On July 11, 2022, United States Secretary of Health and Human Services, Xavier Becerra, issued a letter to hospitals stating that the Federal Emergency Medical Treatment and Active Labor Act (EMTALA) requires physicians and other qualified medical personnel to provide stabilizing medical treatment to a pregnant patient who presents to the emergency department and is found to have an emergency medical condition. To the extent that the stabilizing medical treatment (e.g., pregnancy termination, removal of fallopian tube, anti-hypertensive therapy, methotrexate therapy) potentially violates a state abortion law, the Centers for Medicare & Medicaid Services (CMS) asserts that EMTALA preempts such state law.
In addition to the letter, CMS has issued guidance, Reinforcement of EMTALA Obligations Specific to Patients who are Pregnant or are Experiencing Pregnancy Loss, in which the agency further explains its rationale and emphasizes that providers are not excused from their obligation to stabilize an emergency medical condition because of fears that doing so may violate a state law prohibiting abortion or pregnancy termination.
EMTALA OBLIGATIONS
EMTALA requires that every patient who comes to a hospital emergency room be given a screening exam for an emergency medical condition. Under EMTALA, an "emergency medical condition" means a medical condition with acute symptoms of sufficient severity that, in the absence of immediate medical attention, could place the health of the pregnant patient in serious jeopardy, or result in a serious impairment or dysfunction of bodily functions or any bodily organ. The physician or other qualified provider is responsible for deciding whether an emergency medical condition exists.
Once an emergency medical condition exists, the hospital must provide stabilizing treatment within its capability and capacity. EMTALA requires that stabilizing treatment prevent material deterioration and compels hospitals and physicians to act prior to the patient’s condition declining. Determining the course of stabilizing treatment is also the responsibility of the physician or qualified medical personnel.

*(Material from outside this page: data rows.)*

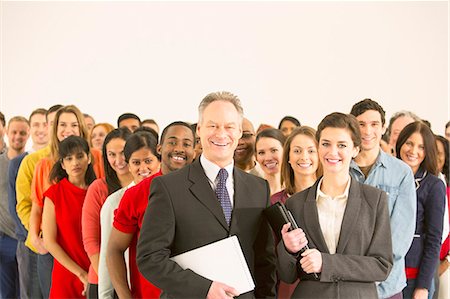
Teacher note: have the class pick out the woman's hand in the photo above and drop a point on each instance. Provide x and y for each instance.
(420, 293)
(83, 278)
(38, 243)
(293, 240)
(311, 261)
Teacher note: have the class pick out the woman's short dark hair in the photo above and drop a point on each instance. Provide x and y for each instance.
(139, 140)
(287, 173)
(429, 163)
(112, 181)
(342, 121)
(70, 146)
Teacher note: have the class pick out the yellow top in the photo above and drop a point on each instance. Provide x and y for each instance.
(23, 187)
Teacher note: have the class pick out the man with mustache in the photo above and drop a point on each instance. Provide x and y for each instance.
(205, 202)
(177, 150)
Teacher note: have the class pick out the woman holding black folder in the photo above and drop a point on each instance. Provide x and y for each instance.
(345, 223)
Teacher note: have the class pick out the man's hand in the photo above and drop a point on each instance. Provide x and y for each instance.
(311, 261)
(293, 240)
(219, 290)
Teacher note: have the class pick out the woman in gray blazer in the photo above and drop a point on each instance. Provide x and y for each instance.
(345, 224)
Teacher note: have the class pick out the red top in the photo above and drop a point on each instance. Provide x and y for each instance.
(128, 219)
(68, 200)
(445, 248)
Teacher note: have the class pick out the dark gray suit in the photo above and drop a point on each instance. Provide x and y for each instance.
(363, 254)
(183, 213)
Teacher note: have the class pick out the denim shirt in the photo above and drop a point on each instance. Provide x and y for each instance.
(395, 178)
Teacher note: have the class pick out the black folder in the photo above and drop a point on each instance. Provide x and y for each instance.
(278, 215)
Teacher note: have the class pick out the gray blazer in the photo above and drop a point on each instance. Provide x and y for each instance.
(364, 250)
(183, 213)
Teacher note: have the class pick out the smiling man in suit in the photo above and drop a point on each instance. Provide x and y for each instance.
(204, 202)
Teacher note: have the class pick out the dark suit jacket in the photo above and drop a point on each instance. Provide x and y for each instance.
(183, 214)
(364, 250)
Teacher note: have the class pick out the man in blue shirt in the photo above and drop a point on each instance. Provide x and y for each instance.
(374, 167)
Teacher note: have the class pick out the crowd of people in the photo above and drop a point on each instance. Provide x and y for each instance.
(97, 211)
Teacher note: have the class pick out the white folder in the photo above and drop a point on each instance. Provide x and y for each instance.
(221, 261)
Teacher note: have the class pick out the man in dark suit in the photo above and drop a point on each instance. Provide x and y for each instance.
(204, 202)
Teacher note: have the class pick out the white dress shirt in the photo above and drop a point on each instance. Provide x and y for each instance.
(212, 170)
(331, 213)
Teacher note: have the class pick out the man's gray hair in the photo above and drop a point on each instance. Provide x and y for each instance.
(220, 96)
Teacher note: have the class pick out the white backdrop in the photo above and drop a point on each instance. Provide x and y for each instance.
(158, 59)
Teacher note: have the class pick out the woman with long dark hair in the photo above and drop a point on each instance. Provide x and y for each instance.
(143, 161)
(269, 151)
(69, 121)
(71, 175)
(416, 146)
(117, 175)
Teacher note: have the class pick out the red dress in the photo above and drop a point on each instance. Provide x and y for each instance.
(128, 219)
(68, 200)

Since the U.S. Supreme Court's decision in Dobbs v. Jackson Women’s Health Organization, and the activation in some states of new, more stringent laws prohibiting abortion in most cases, providers have become concerned that providing normal pregnancy care for emergencies of pregnancy (such as surgery to remove a tubal pregnancy) will violate those state laws. The CMS guidance makes it clear that CMS still expects providers to furnish such care, and they will be sanctioned under EMTALA if they do not.
CMS'S PREEMPTION CLAIMS
CMS has stated that when a state law prohibits abortion and does not include an exception for the life and health of the pregnant person — or draws the exception more narrowly than EMTALA’s emergency medical condition definition — that state law is preempted. There is language in the EMTALA statute that supports this position, and it certainly provides a potential defense if a provider is challenged for providing appropriate pregnancy care. At the same time, the language is very specific and it is not certain that a state prosecutor intent on enforcing a state abortion law would agree in every case. Ultimately, each case will rest on the specific facts involved, including a factual finding about whether there was a direct conflict between the provider's obligations under EMTALA and their obligations under the state law.
SUGGESTED ACTION STEPS
In states whose abortion laws have recently changed following the Dobbs decision, every hospital with an emergency room should have a policy about how to address pregnancy situations in which their state law and EMTALA obligations may conflict. The approach should be guided by
- the best medical judgment of the emergency and obstetrics members of your medical staff
- the exact language of the state law
- known or discoverable attitudes of local prosecutors
- the risk tolerance of both the hospital and its emergency and obstetric experts
Guidance issued by your state board of medical practice may also prove helpful. We recommend working with your health care counsel to establish such a policy before a patient in active crisis arrives in the emergency department.
This is an emerging area of the law and providers will need to remain vigilant and follow new developments as they occur.